In her will, she left over £50,000 plus property and movable assets, a considerable sum at that time. This was left partly to charity, to remaining family and partly to her four adoptive children, only one of whom, Grace Emmeline Cadell, took her surname. The others were Margaret Frances Clare Sydney, George Bell, and Maurice Philip Shaw. Grace Emmeline was clearly named after Emmeline Pankhurst and is thought to have been adopted as a new-born from a young girl at the Magdalene House in Edinburgh, where unwed girls would have their children removed and made to work in workhouse conditions as "punishment" for becoming pregnant. The other three (older children) are thought to have been from Dean Orphanage on the west of the city. The will gave all £150 per annum for the remainder of their lives, around four or five times the average annual salary at the time.
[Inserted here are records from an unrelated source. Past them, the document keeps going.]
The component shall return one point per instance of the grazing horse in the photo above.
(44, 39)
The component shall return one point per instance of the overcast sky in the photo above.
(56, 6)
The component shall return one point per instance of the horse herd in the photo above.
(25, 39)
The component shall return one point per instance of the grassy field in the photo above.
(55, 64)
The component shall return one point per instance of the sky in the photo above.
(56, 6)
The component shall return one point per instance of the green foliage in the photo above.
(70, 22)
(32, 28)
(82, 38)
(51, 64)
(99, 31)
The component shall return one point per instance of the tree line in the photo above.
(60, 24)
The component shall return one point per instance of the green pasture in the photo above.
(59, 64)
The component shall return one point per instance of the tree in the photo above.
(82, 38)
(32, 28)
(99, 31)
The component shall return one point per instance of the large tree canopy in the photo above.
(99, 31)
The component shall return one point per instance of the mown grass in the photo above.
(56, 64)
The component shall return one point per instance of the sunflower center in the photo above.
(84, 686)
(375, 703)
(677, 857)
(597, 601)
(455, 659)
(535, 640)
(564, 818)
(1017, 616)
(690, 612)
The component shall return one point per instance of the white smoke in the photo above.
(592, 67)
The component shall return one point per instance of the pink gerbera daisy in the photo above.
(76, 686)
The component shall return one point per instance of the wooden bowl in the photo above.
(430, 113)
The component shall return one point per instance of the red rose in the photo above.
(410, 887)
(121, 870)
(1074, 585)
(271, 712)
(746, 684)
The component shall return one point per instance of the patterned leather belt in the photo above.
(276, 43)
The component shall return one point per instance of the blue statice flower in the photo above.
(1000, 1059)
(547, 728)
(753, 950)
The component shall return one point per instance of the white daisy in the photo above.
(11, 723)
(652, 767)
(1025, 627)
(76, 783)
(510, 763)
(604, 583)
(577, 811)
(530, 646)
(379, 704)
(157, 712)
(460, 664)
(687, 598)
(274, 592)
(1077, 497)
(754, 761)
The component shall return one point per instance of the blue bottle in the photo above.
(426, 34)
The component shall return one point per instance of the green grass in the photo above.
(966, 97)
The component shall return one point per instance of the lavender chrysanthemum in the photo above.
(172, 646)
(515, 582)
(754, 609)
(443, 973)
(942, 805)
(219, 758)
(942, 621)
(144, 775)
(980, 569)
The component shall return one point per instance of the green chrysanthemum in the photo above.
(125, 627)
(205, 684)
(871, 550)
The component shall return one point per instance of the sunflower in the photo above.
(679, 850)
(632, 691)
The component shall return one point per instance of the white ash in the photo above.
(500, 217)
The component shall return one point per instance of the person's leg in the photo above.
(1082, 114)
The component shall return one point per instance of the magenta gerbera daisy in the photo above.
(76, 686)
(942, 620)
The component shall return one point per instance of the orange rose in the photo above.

In 2009, a re-enactment of the sale of Grace Cadell's furniture was held at the Mercat Cross in Edinburgh. The re-enactment was staged by actors of the Citadel Arts Group to promote their play What Women want which depicted suffrage events in Scotland and featured Grace Cadell's story.

In 2022 the Leith Walk Historical Trust erected a plaque close to the location of her house on Leith Walk.

==Personal life==

Her niece Isobel Cadell (1890–1971) married Harry MacDonald Simson, cousin of the eminent physician Sir Henry Simson, himself a cousin of Elsie Inglis, making Elsie her second cousin.